Article Posted on : - Oct 30, 2008

Transverse Dunes in the Northern Lowlands. NASA Photo.

WASHINGTON (BNS): Matt Balme, research scientist with Tucson-based Planetary Science Institute, is leading a team of scientists to decode the Martian mystery landscapes known as Transverse Aeolian Ridges or TARs.

Speaking about the terrain on Mars, Balme said TARs have no exact analog on Earth. These fields of rippled sand, found over large swaths of Mars, are smaller than the planet's gigantic dunes but larger than the sand ripple fields found on Earth, he said.

Balme, who also is a research fellow at Great Britain's Open University and based in Milton Keynes, England, said TARs are worth studying because they are an intriguing scientific mystery, hold clues to past and present climate processes.

“In 2005, NASA's Opportunity Rover got bogged down for six weeks with its wheels firmly stuck in what Balme believes was a small TAR. So it's important to know where TARs are located to avoid landing among them on future rover missions,” he said.

NASA said Balme and his colleagues have conducted a pole-to-pole planet survey of more than 10,000 images taken by the Mars Orbiter Camera, which is flying aboard the Mars Global Surveyor spacecraft.

The team found out that TARs were located in the Southern hemisphere, in an equatorial belt between 30 degrees north and 30 degrees south latitude, in layered terrain or Large Dark Dunes and finally are also abundant in the Meridiani Planum region and in southern-latitude craters.

Explaining the TAR finding Balme said, the Opportunity Rover's TAR encounter provided additional data, showing that TAR was composed of an outer layer of granule-sized material ranging from about 2mm to 5 mm in diameter.

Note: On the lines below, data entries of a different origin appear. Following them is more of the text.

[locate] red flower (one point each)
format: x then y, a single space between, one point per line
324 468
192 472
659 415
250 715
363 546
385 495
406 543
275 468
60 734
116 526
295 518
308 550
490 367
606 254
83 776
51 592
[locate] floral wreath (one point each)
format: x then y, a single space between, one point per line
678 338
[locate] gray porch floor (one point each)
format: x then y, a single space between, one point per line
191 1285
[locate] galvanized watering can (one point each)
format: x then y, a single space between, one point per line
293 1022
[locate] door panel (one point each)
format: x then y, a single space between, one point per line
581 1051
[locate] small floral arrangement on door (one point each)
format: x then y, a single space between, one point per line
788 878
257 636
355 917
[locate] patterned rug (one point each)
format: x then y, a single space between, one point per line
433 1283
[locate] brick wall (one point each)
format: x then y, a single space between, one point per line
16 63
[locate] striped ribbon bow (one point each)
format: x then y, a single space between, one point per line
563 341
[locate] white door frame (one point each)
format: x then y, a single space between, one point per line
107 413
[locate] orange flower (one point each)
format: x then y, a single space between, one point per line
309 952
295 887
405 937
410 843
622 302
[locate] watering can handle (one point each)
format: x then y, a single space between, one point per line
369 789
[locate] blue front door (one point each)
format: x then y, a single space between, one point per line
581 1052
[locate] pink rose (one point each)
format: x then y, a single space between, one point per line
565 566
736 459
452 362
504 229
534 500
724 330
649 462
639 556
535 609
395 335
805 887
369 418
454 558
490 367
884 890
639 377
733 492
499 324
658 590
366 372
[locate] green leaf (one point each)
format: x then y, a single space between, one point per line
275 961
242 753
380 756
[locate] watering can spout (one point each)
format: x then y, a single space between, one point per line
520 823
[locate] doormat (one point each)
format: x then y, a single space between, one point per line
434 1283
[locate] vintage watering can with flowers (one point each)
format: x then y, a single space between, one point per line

Beneath this was a mixed mass of fine and coarse particles.

According to Balme, TARs need two things to form, supply of sediments and strong winds. "The sediment requirement helps explain why they're found near dunes and layered terrain and why they are confined to a central belt around the planet," he said.

"Both dunes and layered terrain (which could have been formed by ancient sand dunes, ocean or lake deposits, or layers of volcanic ash) provide the raw material. Steep slopes also can provide additional particles for TAR formation as they erode. The lack of steep slopes and other sources of coarse and fine material in the middle to far north and south latitudes may explain the absence of TARs in those areas," he said.

The TARs near layered terrain are generally several million years old and inactive, while the ones near LLDs are young and may still be actively forming and moving, he added.

Balme said the very young TARs are found near the Large Dark Dunes, which are also very young, because the sand blowing off the dunes provides the energy needed to form TARs.

"Meanwhile there are areas near layered landforms that used to have active sediment transport, but no longer. This shows a dynamic environment that has changed, and might be able to use TARs as paleo markers to help decipher ancient climates," he said.

The present Martian circulation models don't provide much proof that wind patterns and atmospheric densities on Mars were different in the past than from what they are today. "But I think the geology we are seeing suggests that there might have been different patterns and densities."

"The observations we're getting now from Mars Global Surveyor and the HiRISE camera (flying aboard the Mars Reconnaissance Orbiter) are giving us really good data to drive the models," he said.

Even though the UK scientist and his team have discovered much about TARs, they still don't know what materials the various TAR fields are composed of or even why they're seeing these large features on Mars but not on Earth.

Balme was hopeful that in the next couple of years with the help of images from HiRISE one could decode TARs.

"And they could provide insights into present and past climate patterns as one learns more about them and use that data to help drive general circulation models," he said.